Embora ainda haja um alto grau de incerteza, as últimas projeções para 2021 mostram que a maioria dos países experimentará uma recuperação relativamente forte no segundo semestre do ano, à medida que os programas de vacinação entrarem vigor.

O Monitor OIT apresenta três cenários de recuperação: de referência; pessimista; e otimista. O cenário de referência (que se baseia nas previsões do Fundo Monetário Internacional de outubro de 2020), projeta uma perda de 3% das horas de trabalho globalmente, em 2021 (em comparação com o quarto trimestre de 2019), o que equivale a 90 milhões de empregos em tempo integral.

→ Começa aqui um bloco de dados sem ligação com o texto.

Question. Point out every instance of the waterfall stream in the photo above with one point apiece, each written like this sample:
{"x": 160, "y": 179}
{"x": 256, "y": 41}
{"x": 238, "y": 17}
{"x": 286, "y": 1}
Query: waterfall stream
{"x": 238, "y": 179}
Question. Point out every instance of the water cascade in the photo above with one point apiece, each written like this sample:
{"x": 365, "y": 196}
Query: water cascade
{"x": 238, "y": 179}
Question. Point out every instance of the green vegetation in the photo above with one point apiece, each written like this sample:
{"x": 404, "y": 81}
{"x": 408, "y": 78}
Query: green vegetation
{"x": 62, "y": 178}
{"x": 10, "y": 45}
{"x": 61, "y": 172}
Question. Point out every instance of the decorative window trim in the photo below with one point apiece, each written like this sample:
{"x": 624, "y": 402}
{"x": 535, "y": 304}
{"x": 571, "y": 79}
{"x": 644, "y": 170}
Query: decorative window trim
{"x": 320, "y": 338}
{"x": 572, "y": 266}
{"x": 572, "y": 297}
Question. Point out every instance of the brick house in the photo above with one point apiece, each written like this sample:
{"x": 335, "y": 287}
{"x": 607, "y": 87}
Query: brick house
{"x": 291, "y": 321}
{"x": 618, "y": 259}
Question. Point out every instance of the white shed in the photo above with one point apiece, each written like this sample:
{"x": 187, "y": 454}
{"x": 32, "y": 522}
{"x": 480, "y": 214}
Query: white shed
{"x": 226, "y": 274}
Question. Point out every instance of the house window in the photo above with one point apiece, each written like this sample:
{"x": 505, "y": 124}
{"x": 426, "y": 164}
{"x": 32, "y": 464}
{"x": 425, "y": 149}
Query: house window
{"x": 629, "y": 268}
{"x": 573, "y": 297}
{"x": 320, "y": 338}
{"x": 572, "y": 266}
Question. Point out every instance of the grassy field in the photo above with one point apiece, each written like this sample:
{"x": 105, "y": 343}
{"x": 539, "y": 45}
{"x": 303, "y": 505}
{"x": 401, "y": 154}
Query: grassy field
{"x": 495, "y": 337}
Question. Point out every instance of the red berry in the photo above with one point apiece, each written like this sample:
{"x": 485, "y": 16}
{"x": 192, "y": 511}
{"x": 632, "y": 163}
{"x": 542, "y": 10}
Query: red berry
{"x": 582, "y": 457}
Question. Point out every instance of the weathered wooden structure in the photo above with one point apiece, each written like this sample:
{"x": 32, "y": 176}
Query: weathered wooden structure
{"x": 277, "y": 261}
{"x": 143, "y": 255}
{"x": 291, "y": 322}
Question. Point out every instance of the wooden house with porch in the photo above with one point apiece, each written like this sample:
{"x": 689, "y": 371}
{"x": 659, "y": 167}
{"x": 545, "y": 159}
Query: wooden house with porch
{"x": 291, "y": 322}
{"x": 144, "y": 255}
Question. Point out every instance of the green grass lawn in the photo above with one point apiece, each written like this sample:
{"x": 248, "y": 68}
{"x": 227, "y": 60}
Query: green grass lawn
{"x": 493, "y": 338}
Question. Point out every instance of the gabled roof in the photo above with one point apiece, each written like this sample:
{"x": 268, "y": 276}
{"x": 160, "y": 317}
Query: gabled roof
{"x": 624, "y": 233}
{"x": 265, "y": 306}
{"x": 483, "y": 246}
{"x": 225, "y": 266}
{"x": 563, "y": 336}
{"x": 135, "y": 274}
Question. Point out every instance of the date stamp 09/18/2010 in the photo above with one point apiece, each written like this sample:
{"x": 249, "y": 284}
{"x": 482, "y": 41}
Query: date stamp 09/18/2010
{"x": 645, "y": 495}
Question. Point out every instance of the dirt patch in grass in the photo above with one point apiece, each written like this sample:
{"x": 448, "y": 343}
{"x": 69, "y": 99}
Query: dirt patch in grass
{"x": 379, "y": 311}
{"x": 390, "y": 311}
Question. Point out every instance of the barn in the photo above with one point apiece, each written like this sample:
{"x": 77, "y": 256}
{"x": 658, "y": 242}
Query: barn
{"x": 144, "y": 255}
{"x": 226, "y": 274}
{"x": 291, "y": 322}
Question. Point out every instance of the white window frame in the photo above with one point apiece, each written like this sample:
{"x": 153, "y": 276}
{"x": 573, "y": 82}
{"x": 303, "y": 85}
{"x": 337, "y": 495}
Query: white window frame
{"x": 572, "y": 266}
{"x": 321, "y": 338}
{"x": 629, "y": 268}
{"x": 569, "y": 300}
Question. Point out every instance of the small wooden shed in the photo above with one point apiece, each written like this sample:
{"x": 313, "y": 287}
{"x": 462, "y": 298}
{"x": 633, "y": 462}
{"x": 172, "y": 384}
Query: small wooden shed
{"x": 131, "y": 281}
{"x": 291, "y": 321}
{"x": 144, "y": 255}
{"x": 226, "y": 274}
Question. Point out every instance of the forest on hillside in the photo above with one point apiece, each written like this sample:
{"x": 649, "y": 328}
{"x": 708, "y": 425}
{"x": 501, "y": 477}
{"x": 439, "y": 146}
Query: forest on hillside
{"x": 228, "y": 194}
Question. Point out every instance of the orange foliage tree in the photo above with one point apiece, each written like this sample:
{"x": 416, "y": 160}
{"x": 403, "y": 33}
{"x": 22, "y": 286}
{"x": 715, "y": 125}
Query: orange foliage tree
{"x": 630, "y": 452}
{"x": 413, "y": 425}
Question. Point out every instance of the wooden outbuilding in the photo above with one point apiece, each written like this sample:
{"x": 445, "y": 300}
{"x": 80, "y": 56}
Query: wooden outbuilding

No cenário pessimista, que pressupõe progresso lento, principalmente no que diz respeito à imunização, a jornada de trabalho diminuiria 4,6%, enquanto no cenário otimista, a queda seria de 1,3%. Tudo dependerá se a pandemia estiver sob controle e se houver uma renovada confiança entre consumidores e empresas.

Em todos os cenários, as Américas, a Europa e a Ásia Central registrariam cerca do dobro da perda de horas trabalhadas comparado com as demais regiões.

“Os sinais de recuperação que vemos são encorajadores, mas são frágeis e muito incertos, e devemos lembrar que nenhum país ou grupo pode se recuperar sozinho”, afirmou o diretor-geral da OIT, Guy Ryder.